Originally intending to use lightweight construction, Jaye suggested during the design process that Andrew and Meggie attend a hempcrete workshop. They were hooked on the aesthetic, thermal and acoustic properties and refined the design for 300mm, R15 walls with a slab-on-ground for thermal mass.

Andrew acknowledges the embodied energy of concrete, “but our focus was about not having to add energy [cooling or heating] and the easiest way was with a slab. It seemed smart long-term.” Wherever possible, materials were second-hand, driven by a desire for affordable sustainability, and included timber framing, flooring, decking, doors and the feature timber spiral staircase. Recycled crushed concrete was used for site works and tiles to wet areas and the kitchen were leftovers from other people’s builds. “Gumtree was where we got pretty much all of our second-hand materials,” says Andrew. Formwork from casting the hempcrete walls was repurposed for cupboard fronts in the studio.

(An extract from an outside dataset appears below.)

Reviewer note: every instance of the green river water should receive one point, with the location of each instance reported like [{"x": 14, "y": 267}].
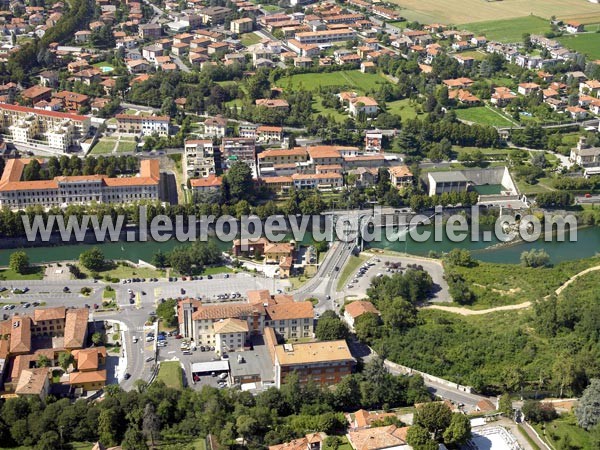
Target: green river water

Lower ceiling heights in the kitchen and part of the living space are a practical necessity with the mezzanine bedroom above, and ensure a wow factor when walking into the double-height space.

The insulated roof panels, accommodating 4kW of grid-connected photovoltaics, provide a high R-value; heat transfer through glazing is controlled with insulated blinds. Ceiling fans aid cooling on muggy days and the only assisted heating is a simple duct and fan which draws warm winter air from the upper bedroom to the cooler ground floor bedroom.

Andrew and Meggie came from a background of cohousing and ecovillages. Due to their site’s restrictions and to encourage social interaction, they have established shared gardens on their neighbours’ land. To the west are raised vegie garden beds stepping up the neighbour’s driveway and to the east, a citrus and Lilly Pilly hedge, laden with fruit. In the back garden are two different beehives to pollinate their garden and fruit trees and a soldier fly system processes their food waste, aided by some happy hens.

The passive solar design and combination of materials has worked extremely well for the Mullumbimby climate despite the design’s origins on the other side of the world.

“After living here for four years, we haven’t had any heating or cooling. It’s always comfortable,” says Andrew. And Meggie particularly loves the look and feel of the hempcrete.